The beauty of these tactics is their inexpensive nature. They’re our industry’s “sweat equity.” Like do-it-yourself homeowners, we increase marketing value through creative horsepower, instead of spending gobs of money.
EVP & COO, The Weinbach Group Inc.
Sixteen years of marketing and advertising experience
In my firm’s two-decade history, we have been approached by prospective clients seeking help on specific projects. Occasionally, we took on these projects to get our foot in the door. But experience has taught me that this approach is a recipe for failed client relationships and to lose money.
Now, we approach client relationships with a longer view. We want to become our clients’ marketing partners — not merely the guys who handle direct marketing projects. As a result, clients see us as counselors and advisors first, and as technicians second.
Conversely, if you pitch clients to win projects that get you in the door, they will measure your value based solely on deliverables. They’re bound to see you as a manufacturer instead of their marketing partner.
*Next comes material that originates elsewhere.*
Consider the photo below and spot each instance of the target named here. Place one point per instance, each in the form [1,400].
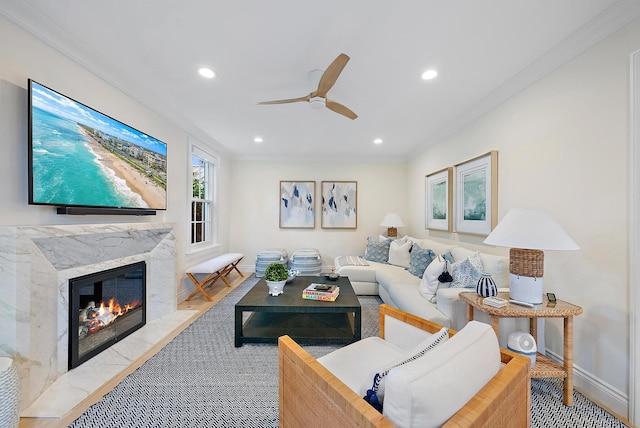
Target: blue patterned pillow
[420,259]
[377,251]
[466,273]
You also will not likely be able to do your best work. If you approach a client as its strategic direct marketing advisor, then you are obligated to research it, its industry, audiences and competition. You have to get under its skin to do the best job possible. However, if you’re trying to get your foot in the door, can you really invest the time to do your homework?
I think the best way to get new business that values your marketing expertise is to insist on long-term relationships. That means you have to charge enough money to cover all your time, require extended term contracts, and be willing to let go of clients unable to make such a commitment.
Rudisill’s enthusiasm for not mincing words with clients and using low-cost creative solutions are tactics companies should appreciate, especially in a sputtering economy. While Weinbach’s recommendation to pursue long-term relationships is smart, he is right that, no matter how big or small a job is, marketers need to charge correctly for their services.